2) Preuve que l'accusé avait accès aux deux comptes Genesis en cause et les contrôlaient
[147] D'abord, les deux comptes Genesis sont liés par le fait que l'utilisateur Genesis 2891 a invité Genesis 9042 à rejoindre le marché Genesis le 24 octobre 2019. Genesis 9042 a rejoint le marché 30 secondes plus tard. Le commentaire sur l'invitation est « fast » et Genesis 9042 s'inscrit ensuite avec le nom d'utilisateur.
[148] Le nom d'utilisateur pour le compte Genesis 9042 était « fast666 ». Tel que démontré plus haut, le terme « fast » est régulièrement utilisé en lien avec M. Belmkaddem.
[149] Une vidéo extrait du téléphone saisi et appartenant à M. Belmkaddem montre le nom d'utilisateur (jeanobed) et le mot de passe (xboxlive7932) pour accéder au compte Genesis 2891 en date du 15 février 2019.
[150] Des courriels en provenance de l'adresse yb.23@hotmail.com et envoyés du téléphone saisi démontrent aussi un lien avec les deux comptes Genesis. Le 14 septembre 2018, le mot de passe « xboxlive00 » a été envoyé à un utilisateur nommé « Ghost ». Il s'agissait du mot de passe pour le compte Genesis 2891 à cette date (entre le 21 février et le 18 septembre 2019). Au préalable, l'utilisateur du compte hotmail sur le téléphone saisi avait envoyé à Ghost le mot de passe « imsoawsome00 », qui était le mot de passe pour le compte Genesis 9042. Ghost avait répondu qu'il ne s'agissait pas du bon mot de passe.
[151] Enfin, le compte Jabber de l'utilisateur Genesis 9042, flbinc@hotmail.com, est le même compte hotmail associé au téléphone saisi.
3) Liens entre les comptes Genesis et le compte Coinbase 5982
[152] La conclusion que M. Belmkaddem contrôlait les deux comptes Genesis est renforcée par les liens entre ces comptes et le compte Coinbase 5982.
[153] D'abord, tel que relaté plus haut, le compte Coinbase a financé les deux comptes Genesis à 21 minutes d'intervalle. Or, l'accusé était utilisateur de ce compte Coinbase. Les achats de bots par chacun des comptes Genesis ont aussi eu lieu de façon prompte suite au dépôt des fonds en provenance du compte Coinbase. En effet, la preuve démontre que le jour suivant chacune des transactions Coinbase mentionnées, un dépôt a eu lieu dans les comptes Genesis attribués à l'accusé. Très peu de temps après ces dépôts, les utilisateurs des comptes Genesis ont procédé à l'achat de bots.
[154] De plus, l'une des adresses IP utilisée pour accéder à répétition au compte Coinbase 5986 (99.247.196.71) a également accédé aux deux comptes du marché Genesis à de nombreuses reprises en 2019 et 2020. Une autre adresse IP utilisée pour accéder au compte Coinbase 5986 (99.229.211.73) en 2019 a aussi été utilisée pour se connecter au compte Genesis 2891 à plusieurs reprises.

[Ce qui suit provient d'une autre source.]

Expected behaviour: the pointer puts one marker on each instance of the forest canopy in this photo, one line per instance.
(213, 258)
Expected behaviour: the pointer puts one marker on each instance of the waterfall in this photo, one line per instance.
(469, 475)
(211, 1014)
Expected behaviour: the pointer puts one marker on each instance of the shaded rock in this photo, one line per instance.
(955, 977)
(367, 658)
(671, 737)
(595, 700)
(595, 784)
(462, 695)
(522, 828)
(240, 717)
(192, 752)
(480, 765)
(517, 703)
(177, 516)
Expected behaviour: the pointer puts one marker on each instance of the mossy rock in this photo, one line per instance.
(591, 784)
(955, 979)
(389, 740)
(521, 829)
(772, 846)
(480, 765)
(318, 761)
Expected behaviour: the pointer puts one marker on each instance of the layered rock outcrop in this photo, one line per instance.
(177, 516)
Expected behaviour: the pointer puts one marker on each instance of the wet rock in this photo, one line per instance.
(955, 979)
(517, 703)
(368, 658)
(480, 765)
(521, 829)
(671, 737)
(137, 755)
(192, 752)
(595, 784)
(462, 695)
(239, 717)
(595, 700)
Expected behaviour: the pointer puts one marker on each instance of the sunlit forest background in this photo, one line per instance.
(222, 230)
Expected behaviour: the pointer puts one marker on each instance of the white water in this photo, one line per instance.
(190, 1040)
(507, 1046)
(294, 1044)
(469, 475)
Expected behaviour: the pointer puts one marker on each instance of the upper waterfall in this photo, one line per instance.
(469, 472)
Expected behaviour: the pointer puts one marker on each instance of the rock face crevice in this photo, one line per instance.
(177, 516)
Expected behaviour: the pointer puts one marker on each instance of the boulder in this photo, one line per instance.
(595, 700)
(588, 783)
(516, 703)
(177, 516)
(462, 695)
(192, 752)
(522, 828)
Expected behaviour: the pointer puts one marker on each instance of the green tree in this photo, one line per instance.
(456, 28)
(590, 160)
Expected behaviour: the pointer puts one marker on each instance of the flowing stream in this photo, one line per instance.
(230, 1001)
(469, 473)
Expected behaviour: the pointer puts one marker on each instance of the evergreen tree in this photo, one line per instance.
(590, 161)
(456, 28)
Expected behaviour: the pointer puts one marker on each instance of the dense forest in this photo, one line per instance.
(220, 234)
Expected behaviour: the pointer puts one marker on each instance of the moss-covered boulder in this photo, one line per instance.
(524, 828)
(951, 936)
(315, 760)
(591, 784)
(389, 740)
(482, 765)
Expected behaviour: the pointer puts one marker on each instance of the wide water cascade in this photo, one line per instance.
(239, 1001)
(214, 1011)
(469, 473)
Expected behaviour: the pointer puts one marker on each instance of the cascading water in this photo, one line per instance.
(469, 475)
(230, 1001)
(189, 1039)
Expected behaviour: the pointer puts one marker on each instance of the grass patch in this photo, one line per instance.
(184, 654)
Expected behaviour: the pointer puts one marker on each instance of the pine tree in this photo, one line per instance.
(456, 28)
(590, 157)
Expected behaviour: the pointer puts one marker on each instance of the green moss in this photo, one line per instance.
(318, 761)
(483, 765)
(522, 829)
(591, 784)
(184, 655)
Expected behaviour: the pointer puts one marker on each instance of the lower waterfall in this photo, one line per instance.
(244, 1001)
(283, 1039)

Cela est pertinent quant à l'identité de la personne qui accédait à ces trois comptes compte tenu du lien ainsi accentué entre les comptes Coinbase et Genesis en cause ici.
[155] Bien que les adresses IP n'indiquent pas nécessairement que le même ordinateur ou appareil électronique ait été utilisé pour accéder à ces trois comptes, compte tenu notamment de l'explication de l'agent Gathman concernant la possibilité qu'un routeur connecté à plusieurs ordinateurs ait été utilisé, cela établit clairement un autre lien entre les trois comptes.

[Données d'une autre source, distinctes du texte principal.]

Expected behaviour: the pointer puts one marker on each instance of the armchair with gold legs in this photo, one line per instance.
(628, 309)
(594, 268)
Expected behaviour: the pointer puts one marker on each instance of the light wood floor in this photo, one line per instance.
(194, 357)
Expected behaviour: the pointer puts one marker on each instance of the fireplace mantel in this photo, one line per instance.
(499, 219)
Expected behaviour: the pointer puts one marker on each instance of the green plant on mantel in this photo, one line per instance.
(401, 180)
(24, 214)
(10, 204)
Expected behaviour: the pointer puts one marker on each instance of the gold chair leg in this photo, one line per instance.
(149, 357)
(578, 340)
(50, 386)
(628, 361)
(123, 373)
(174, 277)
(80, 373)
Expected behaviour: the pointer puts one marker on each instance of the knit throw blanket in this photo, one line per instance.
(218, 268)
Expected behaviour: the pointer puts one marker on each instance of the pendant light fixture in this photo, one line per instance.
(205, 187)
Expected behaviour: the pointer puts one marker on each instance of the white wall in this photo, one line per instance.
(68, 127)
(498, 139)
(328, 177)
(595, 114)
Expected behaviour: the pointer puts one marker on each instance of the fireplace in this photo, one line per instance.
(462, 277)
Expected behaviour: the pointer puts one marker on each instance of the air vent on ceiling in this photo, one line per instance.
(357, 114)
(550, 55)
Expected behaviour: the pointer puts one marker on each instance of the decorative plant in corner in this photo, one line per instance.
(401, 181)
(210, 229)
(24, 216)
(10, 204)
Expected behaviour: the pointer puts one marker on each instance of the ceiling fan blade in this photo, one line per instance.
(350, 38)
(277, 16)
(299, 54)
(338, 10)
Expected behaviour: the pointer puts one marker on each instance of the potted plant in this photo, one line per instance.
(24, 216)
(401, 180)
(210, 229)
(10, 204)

[156] Je conclu que l'accusé avait donc accès aux comptes Genesis et qu'il les contrôlait à compter de l'année 2019, y compris aux alentours des transactions d'achat de bots citées plus haut. Bien qu'il ait pu donner accès à d'autres individus, tels le dénommé « Ghost », il avait très clairement le contrôle des deux comptes en question.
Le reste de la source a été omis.